Refractory complex concentrated alloys (RCCA) are promising candidates for high-temperature structural applications [1]. Many of the reported alloys consist of solidifying A2 or B2 phases with additional complex (Laves) phases at the grain boundaries. However, to achieve good mechanical performance at elevated temperatures as well as sufficient ductility at room temperature, the proper formation of a strengthening phase is crucial. Recently, Senkov and co-workers [2] reported a microstructure with coherent cuboidal precipitates and promising high-temperature strength in the Al-Mo-Nb-Ta-Ti-Zr system. However, the alloy lacks ductility at room temperature, which could be attributed to an ordered B2 matrix phase with disordered A2 precipitates. This microstructure can be inverted by an appropriate heat-treatment; however, this limits the working temperature to approximately 600 °C [3]. Therefore, the composition has to be carefully designed, in order to favour the A2 crystal structure as the matrix over the whole temperature region of interest.
We report here on the current status of our investigations in the Ta-Mo-Ti-Cr-Al system. Thermodynamic calculations were employed with an in-house database, to further strengthen the understanding of the phase formation and phase transitions within this system. To minimize the formation of inherently brittle Laves phase, the Cr concentration was adjusted [4]. The calculations predicted a significant effect of varying Al concentration on phase transition and, correspondingly, on the room temperature phase composition and distribution [5]. The microstructure of two compositions (high and low in Al, respectively) were investigated experimentally by scanning and transmission electron microscopy, while the phase transitions were determined by means of differential scanning calorimetry.  The microstructure of the alloy with high Al concentration exhibited a B2 matrix with A2 precipitates; however, an A2 matrix with B2 precipitates was determined in the Al-lean alloy. Microstructural peculiarities, such as segregation at planar defects as well as their implications on the mechanical properties will be discussed.
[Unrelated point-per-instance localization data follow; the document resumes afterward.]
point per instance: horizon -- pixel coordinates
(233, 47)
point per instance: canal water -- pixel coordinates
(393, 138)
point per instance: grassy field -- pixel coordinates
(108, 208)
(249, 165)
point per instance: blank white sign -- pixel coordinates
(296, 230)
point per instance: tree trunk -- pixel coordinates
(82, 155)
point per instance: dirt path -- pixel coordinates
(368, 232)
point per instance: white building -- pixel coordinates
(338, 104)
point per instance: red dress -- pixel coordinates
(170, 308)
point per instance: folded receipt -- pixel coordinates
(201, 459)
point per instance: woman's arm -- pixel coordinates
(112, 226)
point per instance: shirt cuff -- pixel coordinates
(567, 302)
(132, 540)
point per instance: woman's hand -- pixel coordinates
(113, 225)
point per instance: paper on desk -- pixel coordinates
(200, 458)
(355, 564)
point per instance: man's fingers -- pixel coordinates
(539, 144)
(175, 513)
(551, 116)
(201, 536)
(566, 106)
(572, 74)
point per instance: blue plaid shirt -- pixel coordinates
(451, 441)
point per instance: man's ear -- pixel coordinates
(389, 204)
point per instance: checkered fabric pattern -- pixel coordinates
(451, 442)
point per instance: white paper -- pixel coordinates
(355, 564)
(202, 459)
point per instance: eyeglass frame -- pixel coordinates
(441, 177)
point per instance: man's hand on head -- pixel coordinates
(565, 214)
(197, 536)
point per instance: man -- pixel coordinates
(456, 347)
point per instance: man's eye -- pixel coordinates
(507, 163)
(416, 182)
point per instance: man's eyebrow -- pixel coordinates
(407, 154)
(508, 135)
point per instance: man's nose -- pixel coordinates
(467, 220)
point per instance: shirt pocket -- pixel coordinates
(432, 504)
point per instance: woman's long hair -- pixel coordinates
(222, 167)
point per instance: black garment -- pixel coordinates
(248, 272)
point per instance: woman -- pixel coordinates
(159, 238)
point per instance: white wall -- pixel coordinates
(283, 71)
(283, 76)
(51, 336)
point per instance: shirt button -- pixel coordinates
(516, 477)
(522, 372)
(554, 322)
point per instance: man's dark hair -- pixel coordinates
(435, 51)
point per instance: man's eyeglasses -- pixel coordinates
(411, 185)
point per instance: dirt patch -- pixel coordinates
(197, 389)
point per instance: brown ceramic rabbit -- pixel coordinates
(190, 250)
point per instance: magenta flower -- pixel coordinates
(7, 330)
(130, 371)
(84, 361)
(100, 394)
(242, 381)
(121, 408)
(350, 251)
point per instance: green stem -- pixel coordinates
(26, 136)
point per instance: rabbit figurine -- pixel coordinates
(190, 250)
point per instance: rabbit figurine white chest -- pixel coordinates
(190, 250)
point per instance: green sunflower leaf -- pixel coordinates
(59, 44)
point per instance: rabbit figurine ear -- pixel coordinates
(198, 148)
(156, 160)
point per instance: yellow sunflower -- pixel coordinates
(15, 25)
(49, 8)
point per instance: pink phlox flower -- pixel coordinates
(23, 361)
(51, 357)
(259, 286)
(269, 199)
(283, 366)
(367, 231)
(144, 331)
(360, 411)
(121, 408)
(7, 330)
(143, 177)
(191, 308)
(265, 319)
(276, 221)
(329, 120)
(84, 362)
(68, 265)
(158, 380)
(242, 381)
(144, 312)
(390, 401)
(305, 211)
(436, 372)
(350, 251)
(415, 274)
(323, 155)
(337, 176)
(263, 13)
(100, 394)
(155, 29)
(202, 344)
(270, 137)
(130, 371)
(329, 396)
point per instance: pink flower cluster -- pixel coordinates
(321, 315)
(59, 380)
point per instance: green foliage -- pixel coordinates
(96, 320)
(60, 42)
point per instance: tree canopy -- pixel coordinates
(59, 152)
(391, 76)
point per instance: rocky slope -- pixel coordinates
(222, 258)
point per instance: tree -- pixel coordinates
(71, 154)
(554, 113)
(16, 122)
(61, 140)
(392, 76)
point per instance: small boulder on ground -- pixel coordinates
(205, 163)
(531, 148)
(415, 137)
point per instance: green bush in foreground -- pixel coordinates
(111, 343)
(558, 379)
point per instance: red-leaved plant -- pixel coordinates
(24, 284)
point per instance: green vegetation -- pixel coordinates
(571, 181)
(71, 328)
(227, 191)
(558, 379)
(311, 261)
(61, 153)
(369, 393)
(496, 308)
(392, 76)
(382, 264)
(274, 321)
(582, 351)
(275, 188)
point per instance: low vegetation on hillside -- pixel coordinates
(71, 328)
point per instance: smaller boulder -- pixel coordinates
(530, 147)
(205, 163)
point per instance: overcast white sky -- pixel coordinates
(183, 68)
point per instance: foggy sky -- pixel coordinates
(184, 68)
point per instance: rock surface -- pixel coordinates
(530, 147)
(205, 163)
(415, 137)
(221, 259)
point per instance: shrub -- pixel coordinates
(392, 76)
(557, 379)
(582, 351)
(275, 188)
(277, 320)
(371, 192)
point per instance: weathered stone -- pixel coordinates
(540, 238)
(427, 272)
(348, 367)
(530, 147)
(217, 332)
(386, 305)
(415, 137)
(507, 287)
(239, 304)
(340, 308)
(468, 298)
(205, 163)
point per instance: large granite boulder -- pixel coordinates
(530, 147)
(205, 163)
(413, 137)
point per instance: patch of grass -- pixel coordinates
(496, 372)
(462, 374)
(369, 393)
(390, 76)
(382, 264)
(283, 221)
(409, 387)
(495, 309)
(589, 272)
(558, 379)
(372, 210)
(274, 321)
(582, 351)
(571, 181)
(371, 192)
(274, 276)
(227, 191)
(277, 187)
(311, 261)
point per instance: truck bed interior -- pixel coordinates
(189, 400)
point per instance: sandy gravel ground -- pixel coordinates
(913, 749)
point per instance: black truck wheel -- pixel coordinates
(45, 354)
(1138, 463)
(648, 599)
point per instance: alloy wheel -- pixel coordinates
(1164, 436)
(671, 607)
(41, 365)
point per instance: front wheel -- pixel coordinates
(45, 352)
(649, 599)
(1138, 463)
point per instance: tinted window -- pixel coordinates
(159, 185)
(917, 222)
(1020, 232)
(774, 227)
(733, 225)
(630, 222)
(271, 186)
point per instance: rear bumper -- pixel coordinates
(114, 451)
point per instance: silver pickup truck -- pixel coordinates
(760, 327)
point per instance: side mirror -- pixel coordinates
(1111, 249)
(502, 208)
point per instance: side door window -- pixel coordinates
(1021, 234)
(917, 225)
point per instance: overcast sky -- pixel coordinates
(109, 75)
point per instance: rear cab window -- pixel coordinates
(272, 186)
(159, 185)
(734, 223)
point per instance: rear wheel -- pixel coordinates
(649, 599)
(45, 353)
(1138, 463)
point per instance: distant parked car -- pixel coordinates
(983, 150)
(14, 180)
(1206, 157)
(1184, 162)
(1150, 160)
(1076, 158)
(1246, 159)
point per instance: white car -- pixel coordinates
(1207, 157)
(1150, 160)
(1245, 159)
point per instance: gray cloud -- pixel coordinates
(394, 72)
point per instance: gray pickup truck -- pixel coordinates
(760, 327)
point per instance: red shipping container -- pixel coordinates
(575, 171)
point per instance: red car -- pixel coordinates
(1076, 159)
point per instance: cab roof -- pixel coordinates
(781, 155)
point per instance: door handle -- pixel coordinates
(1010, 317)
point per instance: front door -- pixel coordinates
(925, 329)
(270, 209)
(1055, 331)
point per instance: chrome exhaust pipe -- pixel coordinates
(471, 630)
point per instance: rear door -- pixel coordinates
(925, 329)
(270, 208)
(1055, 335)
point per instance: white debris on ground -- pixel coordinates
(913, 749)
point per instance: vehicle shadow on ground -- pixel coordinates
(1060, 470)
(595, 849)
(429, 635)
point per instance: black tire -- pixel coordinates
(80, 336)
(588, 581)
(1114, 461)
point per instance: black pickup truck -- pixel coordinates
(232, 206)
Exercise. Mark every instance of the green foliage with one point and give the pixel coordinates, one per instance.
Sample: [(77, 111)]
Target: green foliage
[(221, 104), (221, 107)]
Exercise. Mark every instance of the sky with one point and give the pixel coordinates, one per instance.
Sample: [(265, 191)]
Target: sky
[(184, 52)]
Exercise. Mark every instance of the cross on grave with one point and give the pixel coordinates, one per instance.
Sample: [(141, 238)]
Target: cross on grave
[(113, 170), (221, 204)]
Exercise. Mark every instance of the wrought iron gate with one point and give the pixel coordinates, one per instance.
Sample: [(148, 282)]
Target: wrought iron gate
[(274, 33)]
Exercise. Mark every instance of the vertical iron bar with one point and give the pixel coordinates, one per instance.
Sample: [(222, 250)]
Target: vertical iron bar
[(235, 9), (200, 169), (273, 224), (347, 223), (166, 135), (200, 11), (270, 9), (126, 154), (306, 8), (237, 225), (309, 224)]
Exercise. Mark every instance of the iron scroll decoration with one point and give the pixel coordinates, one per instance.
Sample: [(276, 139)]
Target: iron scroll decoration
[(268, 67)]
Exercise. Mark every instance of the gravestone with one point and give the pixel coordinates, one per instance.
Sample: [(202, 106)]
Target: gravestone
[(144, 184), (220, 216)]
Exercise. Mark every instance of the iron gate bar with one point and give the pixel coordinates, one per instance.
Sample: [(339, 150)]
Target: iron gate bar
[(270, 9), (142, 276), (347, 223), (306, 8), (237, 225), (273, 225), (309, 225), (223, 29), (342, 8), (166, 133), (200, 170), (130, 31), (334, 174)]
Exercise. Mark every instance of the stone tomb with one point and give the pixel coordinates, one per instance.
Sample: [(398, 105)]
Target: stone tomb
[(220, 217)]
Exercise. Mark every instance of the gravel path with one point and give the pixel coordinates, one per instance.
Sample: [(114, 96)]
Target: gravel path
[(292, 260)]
[1] B. Gorr et al., “A new strategy to intrinsically protect refractory metal based alloys at ultra high temperatures,” Corrosion Science, vol. 166, p. 108475, 2020.
[2] O.N. Senkov et al., “Microstructure and Properties of Aluminum-Containing Refractory High-Entropy Alloys,” JOM, vol. 66, pp. 2030 – 2042, 2014.
[3] V. Soni et al., “Microstructural Design for Improving Ductility of An Initially Brittle Refractory High Entropy Alloy,” Scientific Reports, vol. 8, p. 8816, 2018.
[4] F. Müller et al., “Formation of complex intermetallic phases in novel refractory high-entropy alloys NbMoCrTiAl and TaMoCrTiAl: Thermodynamic assessment and experimental validation,” Journal of Alloys and Compounds, vol. 842, p. 155726, 2020.
[5] S. Laube et al., “Microstructure tailoring of Al-containing compositionally complex alloys by controlling the sequence of precipitation and ordering,” Acta Materialia, vol. 218, p. 117217, 2021.